Asking Eric: Rough nursing appointment scares patient
Dear Eric: I have blood drawn weekly. The last time the needle prick stung a good bit unlike all the others and the next day my arm was black and blue. Next time when I go in, and my number is drawn, if I see that nurse, would it be acceptable to decline and say I’ll wait for the next nurse?
– Bad Blood Draw
Dear Draw: That’s acceptable – it’s your body and you should feel comfortable with how it’s treated. You might get better results, however, by calling ahead or raising your concern about the last draw you had before taking a number. It’s possible it was a one-time fluke or that the nursing staff can make adjustments to ensure it doesn’t happen again.
Dear Eric: I am passionate about my political beliefs and display posters and other things showing it. Most people in my area believe the opposite. I’m wary of offending anyone who comes into my home in advance. I’d like to avoid it, if I can. Is this what I should be doing? I know how touchy a subject it is these days.
– Agree to Disagree
Dear Agree: At the risk of making the question too simple: are your signs saying offensive or abusive things? You write that your passion for your beliefs is what motivates you to display the signs in the first place. So, I can’t help but wonder if you think that the signs might offend a passerby as well as a visitor to your home.
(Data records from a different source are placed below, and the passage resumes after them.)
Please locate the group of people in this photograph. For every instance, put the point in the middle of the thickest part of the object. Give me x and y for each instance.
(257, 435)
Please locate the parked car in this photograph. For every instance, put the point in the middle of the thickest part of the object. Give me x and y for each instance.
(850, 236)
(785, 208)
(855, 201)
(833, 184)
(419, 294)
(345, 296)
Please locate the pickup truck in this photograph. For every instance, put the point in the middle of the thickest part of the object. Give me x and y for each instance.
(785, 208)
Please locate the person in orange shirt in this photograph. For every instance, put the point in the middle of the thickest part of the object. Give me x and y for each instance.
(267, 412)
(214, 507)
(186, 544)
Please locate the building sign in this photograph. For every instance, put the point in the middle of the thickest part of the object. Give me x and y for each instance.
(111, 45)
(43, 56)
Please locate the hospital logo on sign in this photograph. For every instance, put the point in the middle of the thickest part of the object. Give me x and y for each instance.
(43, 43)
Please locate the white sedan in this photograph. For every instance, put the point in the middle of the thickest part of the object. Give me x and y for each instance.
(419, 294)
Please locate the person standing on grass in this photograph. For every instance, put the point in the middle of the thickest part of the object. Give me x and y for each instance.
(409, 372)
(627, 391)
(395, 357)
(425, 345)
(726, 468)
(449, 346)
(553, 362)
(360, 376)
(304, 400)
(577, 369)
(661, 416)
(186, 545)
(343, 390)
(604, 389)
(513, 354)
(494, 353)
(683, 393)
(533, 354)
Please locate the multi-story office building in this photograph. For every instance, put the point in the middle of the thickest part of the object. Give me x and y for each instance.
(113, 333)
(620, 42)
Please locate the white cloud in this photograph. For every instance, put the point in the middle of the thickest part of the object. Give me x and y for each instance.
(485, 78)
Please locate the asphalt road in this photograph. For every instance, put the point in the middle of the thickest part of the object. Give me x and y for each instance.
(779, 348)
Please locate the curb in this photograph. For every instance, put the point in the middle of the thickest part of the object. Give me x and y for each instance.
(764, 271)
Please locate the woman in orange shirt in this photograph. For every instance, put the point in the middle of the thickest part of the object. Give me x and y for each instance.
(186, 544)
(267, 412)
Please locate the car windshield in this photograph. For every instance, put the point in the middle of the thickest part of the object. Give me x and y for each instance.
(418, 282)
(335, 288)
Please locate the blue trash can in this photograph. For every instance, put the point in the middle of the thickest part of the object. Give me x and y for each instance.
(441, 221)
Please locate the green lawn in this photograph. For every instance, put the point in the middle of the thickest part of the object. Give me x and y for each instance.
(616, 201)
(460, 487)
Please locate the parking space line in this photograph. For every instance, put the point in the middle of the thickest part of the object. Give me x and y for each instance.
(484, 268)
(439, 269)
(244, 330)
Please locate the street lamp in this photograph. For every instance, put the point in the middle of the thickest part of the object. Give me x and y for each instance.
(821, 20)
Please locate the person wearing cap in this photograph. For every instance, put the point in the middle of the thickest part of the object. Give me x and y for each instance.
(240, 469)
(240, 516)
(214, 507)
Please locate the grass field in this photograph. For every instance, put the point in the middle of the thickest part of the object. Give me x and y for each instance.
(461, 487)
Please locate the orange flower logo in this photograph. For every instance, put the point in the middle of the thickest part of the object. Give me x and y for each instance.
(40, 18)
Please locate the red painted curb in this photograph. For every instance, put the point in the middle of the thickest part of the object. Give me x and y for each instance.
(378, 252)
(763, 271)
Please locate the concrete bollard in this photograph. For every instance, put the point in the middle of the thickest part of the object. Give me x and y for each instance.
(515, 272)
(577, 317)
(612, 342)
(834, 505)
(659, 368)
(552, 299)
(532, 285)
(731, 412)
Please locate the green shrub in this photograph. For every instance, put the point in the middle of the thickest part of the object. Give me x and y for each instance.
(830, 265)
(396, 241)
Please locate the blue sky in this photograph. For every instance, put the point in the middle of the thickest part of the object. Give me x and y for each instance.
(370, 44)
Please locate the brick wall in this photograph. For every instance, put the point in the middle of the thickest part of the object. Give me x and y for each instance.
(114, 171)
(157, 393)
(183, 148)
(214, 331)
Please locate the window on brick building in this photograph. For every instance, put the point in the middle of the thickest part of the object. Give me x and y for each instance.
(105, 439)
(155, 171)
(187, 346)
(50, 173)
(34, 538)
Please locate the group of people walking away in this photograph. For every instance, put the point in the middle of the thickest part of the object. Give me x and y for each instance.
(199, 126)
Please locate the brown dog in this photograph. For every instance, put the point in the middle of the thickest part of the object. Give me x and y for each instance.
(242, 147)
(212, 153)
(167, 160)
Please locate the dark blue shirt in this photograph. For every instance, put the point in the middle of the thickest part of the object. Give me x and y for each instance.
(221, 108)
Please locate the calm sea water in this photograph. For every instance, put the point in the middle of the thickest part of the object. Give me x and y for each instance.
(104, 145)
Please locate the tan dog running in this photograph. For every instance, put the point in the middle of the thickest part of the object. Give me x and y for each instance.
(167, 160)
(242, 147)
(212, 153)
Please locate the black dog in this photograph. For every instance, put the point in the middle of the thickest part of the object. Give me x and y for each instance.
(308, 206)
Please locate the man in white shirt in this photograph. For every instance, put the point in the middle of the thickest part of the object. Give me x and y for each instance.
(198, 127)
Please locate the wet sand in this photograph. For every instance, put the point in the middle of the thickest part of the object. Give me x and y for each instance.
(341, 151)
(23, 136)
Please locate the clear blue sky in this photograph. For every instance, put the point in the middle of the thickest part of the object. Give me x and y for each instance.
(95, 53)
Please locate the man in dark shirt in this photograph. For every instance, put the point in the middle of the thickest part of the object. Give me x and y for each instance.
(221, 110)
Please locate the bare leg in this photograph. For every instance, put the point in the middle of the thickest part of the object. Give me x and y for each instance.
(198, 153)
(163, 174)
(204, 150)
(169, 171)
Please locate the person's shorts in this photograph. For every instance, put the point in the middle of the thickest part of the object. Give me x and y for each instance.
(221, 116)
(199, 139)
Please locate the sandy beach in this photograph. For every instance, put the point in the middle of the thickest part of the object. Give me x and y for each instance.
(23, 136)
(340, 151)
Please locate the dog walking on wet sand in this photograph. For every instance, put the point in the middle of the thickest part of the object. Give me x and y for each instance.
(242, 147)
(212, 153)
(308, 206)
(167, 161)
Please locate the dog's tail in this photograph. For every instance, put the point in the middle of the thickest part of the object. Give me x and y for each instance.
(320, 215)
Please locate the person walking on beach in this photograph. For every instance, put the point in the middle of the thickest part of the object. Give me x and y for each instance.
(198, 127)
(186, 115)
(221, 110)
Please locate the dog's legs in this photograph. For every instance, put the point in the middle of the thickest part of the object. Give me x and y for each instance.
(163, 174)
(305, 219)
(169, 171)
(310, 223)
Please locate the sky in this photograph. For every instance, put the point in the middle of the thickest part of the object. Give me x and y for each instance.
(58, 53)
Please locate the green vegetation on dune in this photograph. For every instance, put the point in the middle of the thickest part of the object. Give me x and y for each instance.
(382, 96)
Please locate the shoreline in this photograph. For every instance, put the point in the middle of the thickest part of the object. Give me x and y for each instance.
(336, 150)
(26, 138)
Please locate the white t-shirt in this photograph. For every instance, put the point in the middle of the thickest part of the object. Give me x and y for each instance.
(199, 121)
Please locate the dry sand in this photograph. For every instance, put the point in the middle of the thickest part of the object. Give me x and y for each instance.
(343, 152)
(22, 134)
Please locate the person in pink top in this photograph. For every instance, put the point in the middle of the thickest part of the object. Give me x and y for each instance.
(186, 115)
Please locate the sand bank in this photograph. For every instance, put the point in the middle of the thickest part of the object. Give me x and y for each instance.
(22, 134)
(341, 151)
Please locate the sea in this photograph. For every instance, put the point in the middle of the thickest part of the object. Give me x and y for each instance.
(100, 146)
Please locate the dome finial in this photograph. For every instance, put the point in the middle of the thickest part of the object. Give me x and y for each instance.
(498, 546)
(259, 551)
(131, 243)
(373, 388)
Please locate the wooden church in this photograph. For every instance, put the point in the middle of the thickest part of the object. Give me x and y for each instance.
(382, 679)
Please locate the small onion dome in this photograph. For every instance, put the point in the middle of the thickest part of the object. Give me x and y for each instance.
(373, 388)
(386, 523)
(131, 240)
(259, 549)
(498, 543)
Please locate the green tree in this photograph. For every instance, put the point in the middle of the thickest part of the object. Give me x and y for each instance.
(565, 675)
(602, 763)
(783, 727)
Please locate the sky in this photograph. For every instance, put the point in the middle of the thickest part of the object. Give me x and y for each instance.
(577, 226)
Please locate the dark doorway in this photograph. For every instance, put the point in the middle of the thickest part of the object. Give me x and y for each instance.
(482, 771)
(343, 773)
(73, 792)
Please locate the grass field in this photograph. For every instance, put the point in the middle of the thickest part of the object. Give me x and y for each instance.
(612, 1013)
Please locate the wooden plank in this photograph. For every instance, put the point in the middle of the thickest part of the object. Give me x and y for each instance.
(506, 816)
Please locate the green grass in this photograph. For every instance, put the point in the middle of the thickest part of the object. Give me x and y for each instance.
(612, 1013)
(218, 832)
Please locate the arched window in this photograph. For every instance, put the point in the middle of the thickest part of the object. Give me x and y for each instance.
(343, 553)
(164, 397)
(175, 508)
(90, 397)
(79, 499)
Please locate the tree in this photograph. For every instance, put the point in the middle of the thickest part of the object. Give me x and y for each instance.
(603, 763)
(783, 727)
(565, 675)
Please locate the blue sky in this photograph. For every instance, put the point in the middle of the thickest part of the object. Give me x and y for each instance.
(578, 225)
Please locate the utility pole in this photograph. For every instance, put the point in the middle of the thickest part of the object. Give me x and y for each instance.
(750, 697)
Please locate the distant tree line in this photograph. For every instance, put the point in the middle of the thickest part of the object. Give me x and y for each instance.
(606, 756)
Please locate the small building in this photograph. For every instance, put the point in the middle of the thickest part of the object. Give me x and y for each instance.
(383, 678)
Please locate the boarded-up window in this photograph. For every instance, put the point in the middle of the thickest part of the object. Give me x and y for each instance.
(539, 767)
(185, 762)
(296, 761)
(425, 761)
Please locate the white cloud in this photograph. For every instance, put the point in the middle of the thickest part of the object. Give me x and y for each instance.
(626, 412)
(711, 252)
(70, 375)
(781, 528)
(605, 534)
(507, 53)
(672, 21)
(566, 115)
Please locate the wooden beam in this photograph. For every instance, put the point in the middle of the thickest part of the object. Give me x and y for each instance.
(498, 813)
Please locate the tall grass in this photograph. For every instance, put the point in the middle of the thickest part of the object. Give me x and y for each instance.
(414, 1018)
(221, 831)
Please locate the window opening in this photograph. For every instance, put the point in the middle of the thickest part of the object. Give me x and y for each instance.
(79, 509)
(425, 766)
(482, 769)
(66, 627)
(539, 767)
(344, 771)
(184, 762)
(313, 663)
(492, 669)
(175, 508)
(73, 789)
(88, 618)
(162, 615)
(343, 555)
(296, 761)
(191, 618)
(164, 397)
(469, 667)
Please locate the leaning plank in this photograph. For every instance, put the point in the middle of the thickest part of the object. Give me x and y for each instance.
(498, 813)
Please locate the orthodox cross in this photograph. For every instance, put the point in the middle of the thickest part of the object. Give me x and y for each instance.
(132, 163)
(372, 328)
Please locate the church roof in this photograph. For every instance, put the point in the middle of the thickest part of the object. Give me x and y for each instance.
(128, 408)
If the answer is yes, you might ask yourself what the distinction is between a passerby and a visitor, in your mind. And what you’re trying to accomplish with your signage.
Ultimately, your passions are part of who you are. You demonstrate that by hanging the signs in the window. If you stand behind what you believe and think that having a public conversation about it is important, then visitors have the choice to either engage or stay away.
Dear Eric: In a recent column, “Concerned Daughter” wrote that her 87-year-old mother has pancreatic cancer and has been experiencing severe brain fog, fatigue and memory issues, yet she still drives.
A similar situation arose with my mother. I told her doctor that she was still driving. He ordered a driving assessment through a rehabilitation center.
She did poorly on the driving test, so they notified her insurance company, and they canceled her insurance. I "spirited away" her keys.
I believed that my mother's anger and/or depression at losing her independence was insignificant as compared to another human being to be injured or killed. I believe that it was my moral and ethical responsibility to do so. I could never have forgiven myself for not trying, if I hadn't done all I could to prevent such an occurrence and the worst happened.
– My Ethical Responsibility
Dear Responsibility: Thank you for your response and this suggestion. Many state DMVs make it possible for people to anonymously report drivers who are impaired or may be a danger to themselves and others. That’s another option for the letter writer.
In my original response, I neglected to fully address the danger that the mother is likely posing by insisting on driving. While other aspects of the letter suggest that creating a boundary in the relationship will help everyone involved, it’s imperative that the letter writer or someone close to her intervenes with her mother’s driving right away.
Dear Eric: I love your column. I read with interest, the column regarding the person in the exercise class that counted loudly and was distracting to the writer (“The Count’s Enemy”).
As a fitness instructor for more than 22 years, I always encourage my students to count aloud as it helps with breathing during the class. You'd be surprised how many students hold their breath while exercising.
I even did contests to see which side of the room was louder. The participants were all energized and had fun in the classes.
That being said, I can understand if the class was a more low-key class and one person was being distracting to the others, that should be brought to the attention of the instructor. The instructor should be willing to make the class enjoyable for all the participants.
– Counting On It
Dear Counting: As someone who used to frequently forget to breathe in workout classes, I appreciate your technique. And you make a good point – the counting may be beneficial to the counter or to the run of the class. The letter writer’s best course of action is to talk to the instructor about the class environment. The writer may find that the instructor is also aware of the counting and doesn’t see it as an impediment to a productive group workout.